警視庁管内体感治安レベル2
首都東京体感治安(17、18日 単位・レベル)
どこに問題が?
【治安うんちく】
東京・小金井市で女子大生がストーカーに刺された殺人未遂事件で警視庁が検証結果を発表した。ところが、当局発表と被害者の意見が食い違っていた。
ストーカー事犯で「相談していたのに殺された」など悲惨な事件になることが、このところ目立っている。
相談を受けて、「殺されるかも」という切迫した事案を放置する警察官はいないはずだし、いるとすれば警察官に値しない。しかし、その判断は極めて難しい。加害者も相談者も気性や性格、人生観も全て異なることから100人の相談があれば対処は100通りある。
今回の武蔵野署の殺人未遂人もやはり同じように「相談していたのに防げなかった」。どこに問題があったのか?
被害者の言う「相談を受けた女性警察官はメモもとらず、男性警察官は別の事件で忙しいようだった。相談の中で危険を証明する書き込みまで持参して、殺されるかもしれないと何度も訴えた」と言うのだ。
しかし、警視庁の調査結果は「殺されるかもしれないなんて聞いていない」。言った言わないの問題になってしまった。
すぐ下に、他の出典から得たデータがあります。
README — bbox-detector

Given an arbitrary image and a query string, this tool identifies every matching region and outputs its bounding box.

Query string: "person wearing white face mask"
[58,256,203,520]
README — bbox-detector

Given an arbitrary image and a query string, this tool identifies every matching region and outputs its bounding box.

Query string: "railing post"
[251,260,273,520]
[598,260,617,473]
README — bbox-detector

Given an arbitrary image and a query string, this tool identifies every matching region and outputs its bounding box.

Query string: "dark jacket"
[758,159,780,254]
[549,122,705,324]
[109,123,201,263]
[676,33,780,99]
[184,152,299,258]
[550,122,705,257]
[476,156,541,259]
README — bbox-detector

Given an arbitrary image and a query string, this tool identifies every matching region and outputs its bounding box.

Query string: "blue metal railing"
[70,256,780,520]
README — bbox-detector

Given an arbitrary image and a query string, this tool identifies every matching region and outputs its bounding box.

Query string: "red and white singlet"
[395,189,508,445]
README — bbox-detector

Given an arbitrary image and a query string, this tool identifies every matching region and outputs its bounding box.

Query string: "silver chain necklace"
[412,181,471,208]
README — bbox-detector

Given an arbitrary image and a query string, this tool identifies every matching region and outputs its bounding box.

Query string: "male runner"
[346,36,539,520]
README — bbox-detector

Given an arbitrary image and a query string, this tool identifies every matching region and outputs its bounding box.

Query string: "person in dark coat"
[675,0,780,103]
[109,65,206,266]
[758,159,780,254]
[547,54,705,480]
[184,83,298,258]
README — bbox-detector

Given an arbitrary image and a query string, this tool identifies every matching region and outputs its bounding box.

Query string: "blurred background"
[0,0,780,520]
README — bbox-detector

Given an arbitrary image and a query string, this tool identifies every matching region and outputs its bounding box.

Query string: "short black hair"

この種の相談は重大事件に発展する可能性が極めて高く、かつ極めて微妙な判断が要求され、記録として残すことが必要なのだ。メモが残っていれば決済時に課長や署長など、幹部が見るなど複数の眼でチェックでき、追加指導もできる。ところが専門の刑事達はいちいち細かいメモなどしない。
しかし、それでは、相談者は危険性をどの程度訴えたのか、警察官はどの程度危機感を持ったのかが分からない。同署はストーカーなどを扱う専門の対処チームへの報告もしなかったことは危険性がないと判断したのだろう。
何よりも問題なのは、ストーカー事犯は親告罪だ。相談業務と今回のように捜査専科には違いがああるものの 所轄の相談業務で扱った経験から言えば、「危険性が高いので、貴方を守るのには被害届が必要です。出して下さい」とお願いするのだが、9割の女性は断る。逮捕を嫌っても、被害者を女性センターなどに避難させて加害者から隔離したり、住所の移転など警察本部長や警察署長による援助。相手に対する警告などがあるのだが、それを説明しても嫌がる場合が多い。
そこで、こんな提言をしたことがあった。
「危険性を良く説明してそれでも被害届を断り、援助などをいやがるのなら、その理由を書かせて署名させる」
ところが回答は「そんな事はできない―わざわざ書かせなくても相談内容のメモから判断できるだろう」。なるほど、これでメモの重要性が理解できる。
警察官は護民間警察であることを忘れてはならない。
首都東京体感治安は「レベル2(ブルー)」とする。